In Punjab, which is the frontline agricultural state in the country, 98 per cent rural households are under debt. Studies have shown that the average outstanding debt per household is about Rs4.5 lakh per year which accounts for 96 per cent of the yearly income. If farming is in such a terrible state in Punjab, the state of affairs in the rest of the country can be well imagined.

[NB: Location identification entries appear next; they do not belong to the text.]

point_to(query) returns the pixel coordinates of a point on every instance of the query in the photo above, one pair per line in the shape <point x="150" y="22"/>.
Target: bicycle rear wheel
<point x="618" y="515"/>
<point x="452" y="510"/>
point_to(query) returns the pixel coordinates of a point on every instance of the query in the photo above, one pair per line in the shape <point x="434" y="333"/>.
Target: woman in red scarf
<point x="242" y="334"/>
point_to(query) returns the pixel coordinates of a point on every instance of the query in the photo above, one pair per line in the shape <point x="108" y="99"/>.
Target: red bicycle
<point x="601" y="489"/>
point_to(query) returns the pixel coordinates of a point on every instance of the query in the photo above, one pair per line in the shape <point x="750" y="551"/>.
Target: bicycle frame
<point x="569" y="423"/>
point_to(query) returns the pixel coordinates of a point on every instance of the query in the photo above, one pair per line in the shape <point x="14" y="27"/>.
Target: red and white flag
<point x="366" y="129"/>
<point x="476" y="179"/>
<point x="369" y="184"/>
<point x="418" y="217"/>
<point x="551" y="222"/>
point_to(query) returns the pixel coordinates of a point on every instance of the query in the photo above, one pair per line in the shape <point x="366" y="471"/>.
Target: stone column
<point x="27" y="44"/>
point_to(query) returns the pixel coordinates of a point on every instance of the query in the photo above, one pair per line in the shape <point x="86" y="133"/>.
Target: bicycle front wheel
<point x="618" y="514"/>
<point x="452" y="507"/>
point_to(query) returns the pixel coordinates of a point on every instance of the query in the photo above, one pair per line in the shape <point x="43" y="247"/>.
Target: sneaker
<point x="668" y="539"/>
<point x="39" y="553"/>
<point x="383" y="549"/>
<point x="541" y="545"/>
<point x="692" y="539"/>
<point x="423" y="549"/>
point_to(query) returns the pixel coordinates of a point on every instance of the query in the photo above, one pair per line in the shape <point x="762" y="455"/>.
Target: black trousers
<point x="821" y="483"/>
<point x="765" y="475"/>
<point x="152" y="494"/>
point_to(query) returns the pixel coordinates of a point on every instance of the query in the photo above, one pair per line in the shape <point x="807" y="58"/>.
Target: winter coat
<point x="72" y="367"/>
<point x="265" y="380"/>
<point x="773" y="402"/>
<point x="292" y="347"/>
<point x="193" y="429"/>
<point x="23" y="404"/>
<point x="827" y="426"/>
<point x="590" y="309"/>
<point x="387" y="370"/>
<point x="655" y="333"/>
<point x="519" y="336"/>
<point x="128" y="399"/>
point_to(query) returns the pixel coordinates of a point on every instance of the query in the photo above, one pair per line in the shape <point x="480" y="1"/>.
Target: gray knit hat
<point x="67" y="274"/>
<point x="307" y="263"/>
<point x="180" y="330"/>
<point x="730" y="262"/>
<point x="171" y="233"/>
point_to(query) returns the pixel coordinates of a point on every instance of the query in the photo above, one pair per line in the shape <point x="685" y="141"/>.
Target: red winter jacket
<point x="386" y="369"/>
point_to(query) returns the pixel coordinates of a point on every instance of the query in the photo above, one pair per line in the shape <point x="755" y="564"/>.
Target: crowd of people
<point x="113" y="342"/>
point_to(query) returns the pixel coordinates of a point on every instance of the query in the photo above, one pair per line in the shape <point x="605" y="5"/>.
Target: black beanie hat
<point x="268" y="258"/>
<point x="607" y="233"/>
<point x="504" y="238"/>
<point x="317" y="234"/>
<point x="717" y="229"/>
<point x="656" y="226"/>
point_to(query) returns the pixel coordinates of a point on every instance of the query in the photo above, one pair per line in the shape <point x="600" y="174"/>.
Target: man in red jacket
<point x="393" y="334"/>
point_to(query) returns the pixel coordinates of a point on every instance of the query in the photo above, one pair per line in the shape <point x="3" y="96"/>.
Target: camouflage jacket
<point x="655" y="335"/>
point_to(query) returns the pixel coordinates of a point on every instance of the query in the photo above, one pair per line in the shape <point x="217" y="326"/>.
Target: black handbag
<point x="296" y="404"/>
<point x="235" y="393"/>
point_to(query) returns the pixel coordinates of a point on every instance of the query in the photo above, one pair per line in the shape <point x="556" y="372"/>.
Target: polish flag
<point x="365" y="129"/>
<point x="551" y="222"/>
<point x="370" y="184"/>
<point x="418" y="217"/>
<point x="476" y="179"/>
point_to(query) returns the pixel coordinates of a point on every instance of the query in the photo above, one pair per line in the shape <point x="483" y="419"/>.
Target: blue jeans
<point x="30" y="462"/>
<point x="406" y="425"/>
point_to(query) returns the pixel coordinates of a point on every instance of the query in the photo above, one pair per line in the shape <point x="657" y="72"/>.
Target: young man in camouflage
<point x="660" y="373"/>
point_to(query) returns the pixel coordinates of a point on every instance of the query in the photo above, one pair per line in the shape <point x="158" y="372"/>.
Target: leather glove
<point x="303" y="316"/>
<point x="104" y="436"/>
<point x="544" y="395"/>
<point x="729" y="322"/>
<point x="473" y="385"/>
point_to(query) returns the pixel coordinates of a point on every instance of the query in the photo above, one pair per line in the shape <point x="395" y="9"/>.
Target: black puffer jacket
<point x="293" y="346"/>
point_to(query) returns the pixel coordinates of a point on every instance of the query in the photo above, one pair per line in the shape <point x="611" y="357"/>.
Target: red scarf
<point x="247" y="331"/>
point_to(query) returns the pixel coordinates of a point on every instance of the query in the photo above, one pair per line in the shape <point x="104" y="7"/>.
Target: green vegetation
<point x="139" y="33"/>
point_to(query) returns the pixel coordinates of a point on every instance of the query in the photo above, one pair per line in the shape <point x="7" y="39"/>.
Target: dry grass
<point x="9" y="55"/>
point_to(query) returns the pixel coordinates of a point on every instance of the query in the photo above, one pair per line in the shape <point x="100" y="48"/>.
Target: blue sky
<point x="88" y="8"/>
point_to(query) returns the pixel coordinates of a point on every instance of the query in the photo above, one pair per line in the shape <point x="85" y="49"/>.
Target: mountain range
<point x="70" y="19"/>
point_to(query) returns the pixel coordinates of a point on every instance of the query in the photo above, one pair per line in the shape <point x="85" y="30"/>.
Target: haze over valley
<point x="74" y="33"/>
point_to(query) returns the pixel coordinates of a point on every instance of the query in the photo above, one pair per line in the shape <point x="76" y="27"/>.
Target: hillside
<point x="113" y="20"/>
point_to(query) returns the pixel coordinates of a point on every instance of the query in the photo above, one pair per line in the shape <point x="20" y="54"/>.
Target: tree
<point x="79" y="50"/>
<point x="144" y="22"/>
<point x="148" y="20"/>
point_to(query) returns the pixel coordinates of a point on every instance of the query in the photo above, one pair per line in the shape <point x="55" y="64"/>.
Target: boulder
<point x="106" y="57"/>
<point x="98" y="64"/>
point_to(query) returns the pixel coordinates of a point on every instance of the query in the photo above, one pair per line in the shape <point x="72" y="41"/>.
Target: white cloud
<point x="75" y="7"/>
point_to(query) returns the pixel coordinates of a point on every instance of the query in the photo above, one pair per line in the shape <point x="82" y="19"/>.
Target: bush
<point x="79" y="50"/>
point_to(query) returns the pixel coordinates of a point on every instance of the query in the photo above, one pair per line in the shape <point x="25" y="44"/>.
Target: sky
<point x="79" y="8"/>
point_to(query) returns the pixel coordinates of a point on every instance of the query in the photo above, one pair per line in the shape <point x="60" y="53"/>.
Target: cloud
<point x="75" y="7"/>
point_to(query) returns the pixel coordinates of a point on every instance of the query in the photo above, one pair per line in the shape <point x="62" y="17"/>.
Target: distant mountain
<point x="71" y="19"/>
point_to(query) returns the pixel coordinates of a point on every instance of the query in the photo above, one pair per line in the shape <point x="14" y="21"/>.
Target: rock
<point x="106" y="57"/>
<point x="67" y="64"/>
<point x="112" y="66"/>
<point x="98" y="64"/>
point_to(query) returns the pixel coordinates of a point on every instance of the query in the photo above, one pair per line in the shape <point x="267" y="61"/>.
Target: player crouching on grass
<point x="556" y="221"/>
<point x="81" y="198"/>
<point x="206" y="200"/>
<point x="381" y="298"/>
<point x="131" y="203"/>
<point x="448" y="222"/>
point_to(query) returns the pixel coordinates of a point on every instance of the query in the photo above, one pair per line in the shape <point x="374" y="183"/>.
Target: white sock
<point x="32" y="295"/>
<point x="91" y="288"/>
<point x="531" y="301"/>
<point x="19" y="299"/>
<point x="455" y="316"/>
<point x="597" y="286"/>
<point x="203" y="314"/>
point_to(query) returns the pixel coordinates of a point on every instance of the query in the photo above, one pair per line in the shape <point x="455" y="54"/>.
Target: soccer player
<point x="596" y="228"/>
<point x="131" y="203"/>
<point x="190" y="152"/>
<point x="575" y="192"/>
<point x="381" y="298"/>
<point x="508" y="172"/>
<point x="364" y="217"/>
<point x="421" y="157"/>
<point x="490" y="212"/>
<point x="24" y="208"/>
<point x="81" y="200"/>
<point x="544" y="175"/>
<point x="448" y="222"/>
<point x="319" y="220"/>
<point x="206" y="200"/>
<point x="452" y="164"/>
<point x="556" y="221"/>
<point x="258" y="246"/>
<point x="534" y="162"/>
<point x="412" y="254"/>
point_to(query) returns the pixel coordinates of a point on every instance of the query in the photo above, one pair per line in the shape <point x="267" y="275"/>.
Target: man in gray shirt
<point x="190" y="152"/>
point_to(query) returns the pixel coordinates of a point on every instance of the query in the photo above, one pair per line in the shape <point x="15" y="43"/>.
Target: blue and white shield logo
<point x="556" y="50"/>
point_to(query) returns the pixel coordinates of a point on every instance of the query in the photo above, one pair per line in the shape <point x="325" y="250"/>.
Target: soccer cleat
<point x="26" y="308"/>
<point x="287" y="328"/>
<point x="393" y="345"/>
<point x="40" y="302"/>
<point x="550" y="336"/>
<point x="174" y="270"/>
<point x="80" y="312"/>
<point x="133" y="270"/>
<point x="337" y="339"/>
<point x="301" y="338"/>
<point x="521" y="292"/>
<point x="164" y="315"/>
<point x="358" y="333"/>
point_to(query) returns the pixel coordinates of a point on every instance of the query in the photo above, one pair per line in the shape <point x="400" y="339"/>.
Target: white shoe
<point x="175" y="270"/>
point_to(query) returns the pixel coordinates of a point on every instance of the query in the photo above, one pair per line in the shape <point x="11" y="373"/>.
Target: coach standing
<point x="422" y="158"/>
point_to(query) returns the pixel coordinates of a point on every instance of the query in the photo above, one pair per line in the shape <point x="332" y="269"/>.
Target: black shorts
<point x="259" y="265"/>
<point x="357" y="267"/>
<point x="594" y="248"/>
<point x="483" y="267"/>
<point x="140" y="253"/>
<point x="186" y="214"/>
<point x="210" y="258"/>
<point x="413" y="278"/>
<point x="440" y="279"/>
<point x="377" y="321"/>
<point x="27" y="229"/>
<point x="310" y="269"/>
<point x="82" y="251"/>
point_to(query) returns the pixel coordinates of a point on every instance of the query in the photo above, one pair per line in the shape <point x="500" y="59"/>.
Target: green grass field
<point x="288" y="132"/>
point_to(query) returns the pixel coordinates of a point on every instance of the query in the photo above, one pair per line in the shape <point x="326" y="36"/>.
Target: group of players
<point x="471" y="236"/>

In my understanding, the unwritten economic prescription is to make farming non-viable so that farmers are left with no other choice but to quit. In a quest to keep food prices low, which comes in very handy to freeze the minimum support price for farmers the predominant economic thinking supports large agribusiness conglomerates. This is being made much easier by the growing demand for amending the newly enacted land acquisition law. More and more land will now pass on into the hands of industry and real estate, forcing farmers to do menial jobs in the cities. The demise of the farmer therefore is predetermined. It’s only a matter of time before the farmer as a species goes extinct. That is why Abdul Kalam doesn’t talk of the pride in farming anymore.